PURPOSE: Irritable bowel syndrome (IBS) is a functional bowel disorder. This study aimed to assess the effect of a probiotic product (containing Lactobacillus casei Zhang, Lactobacillus plantarum P-8, and Bifdobacterium animalis subsp. lactis V9) as an adjunct to a routine regimen in IBS management. METHODS: Forty-five patients with IBS were randomized into the probiotic (n = 24) and control (n = 21) groups, receiving the routine regimen with or without probiotics for 28 days, respectively. Serum and fecal samples were collected and analyzed. RESULTS: The IBS-symptom severity score (P < 0.01), serum levels of IL-6 (P < 0.01) and TNF-α (P < 0.001) were significantly lower in the probiotic group than the control group at day 28. The probiotic adjunctive treatment resulted in significant decreases in some bacterial genera that worsen IBS, such as Bacteroides (P < 0.01), Escherichia (P < 0.05), and Citrobacter (P < 0.05), significant decreases were also observed in some beneficial genera in the control group, including Bifidobacterium (P < 0.05), Eubacterium (P < 0.05), Dorea (P < 0.01), and Butyricicoccus (P < 0.05). Furthermore, significant correlations were found between some monitored parameters and compositional changes in the fecal microbiota, suggesting that the clinical improvement of IBS was likely associated with gut microbiota modulation. The enterotype analysis revealed that the initial fecal microbiota composition could influence clinical outcomes.
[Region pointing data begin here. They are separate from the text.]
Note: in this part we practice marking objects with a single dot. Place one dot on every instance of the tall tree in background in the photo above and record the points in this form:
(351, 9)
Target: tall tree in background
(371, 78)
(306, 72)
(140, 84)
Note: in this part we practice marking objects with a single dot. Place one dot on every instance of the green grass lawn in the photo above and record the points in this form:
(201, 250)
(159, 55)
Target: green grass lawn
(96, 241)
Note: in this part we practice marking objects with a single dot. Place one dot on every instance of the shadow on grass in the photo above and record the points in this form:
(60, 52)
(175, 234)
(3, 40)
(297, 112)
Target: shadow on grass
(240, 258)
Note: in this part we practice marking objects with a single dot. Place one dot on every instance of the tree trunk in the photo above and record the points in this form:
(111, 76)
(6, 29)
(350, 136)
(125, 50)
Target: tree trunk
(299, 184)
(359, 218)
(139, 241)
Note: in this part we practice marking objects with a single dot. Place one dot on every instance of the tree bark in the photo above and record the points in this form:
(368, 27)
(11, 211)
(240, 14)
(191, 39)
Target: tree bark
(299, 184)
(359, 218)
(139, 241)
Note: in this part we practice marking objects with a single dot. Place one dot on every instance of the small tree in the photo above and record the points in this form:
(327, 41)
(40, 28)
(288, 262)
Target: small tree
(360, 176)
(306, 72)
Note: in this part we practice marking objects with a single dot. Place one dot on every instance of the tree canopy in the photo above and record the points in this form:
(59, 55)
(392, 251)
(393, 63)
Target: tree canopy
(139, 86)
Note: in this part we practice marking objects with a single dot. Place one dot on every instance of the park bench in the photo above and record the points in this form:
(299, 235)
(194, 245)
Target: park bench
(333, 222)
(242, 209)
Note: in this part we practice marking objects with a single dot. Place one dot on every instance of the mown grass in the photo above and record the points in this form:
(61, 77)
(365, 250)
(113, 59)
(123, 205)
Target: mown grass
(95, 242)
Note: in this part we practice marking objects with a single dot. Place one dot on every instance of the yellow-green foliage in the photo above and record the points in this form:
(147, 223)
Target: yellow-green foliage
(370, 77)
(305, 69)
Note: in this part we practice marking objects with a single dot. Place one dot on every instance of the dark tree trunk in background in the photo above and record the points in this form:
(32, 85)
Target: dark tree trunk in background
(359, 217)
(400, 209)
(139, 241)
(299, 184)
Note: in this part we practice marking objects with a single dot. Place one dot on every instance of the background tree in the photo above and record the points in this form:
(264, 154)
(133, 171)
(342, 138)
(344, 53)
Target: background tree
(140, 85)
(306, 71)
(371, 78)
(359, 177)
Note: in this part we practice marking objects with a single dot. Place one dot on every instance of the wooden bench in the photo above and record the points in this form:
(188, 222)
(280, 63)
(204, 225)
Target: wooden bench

CONCLUSIONS: The adjunctive use of probiotics with a routine regimen showed additional clinical effectiveness compared to the routine regimen alone in managing IBS. A pretreatment gut microbiome analysis might help tailor a personalized probiotic regimen to optimize treatment effects.

TL;DR

Significant correlations were found between some monitored parameters and compositional changes in the fecal microbiota, suggesting that the clinical improvement of IBS was likely associated with gut microbiota modulation.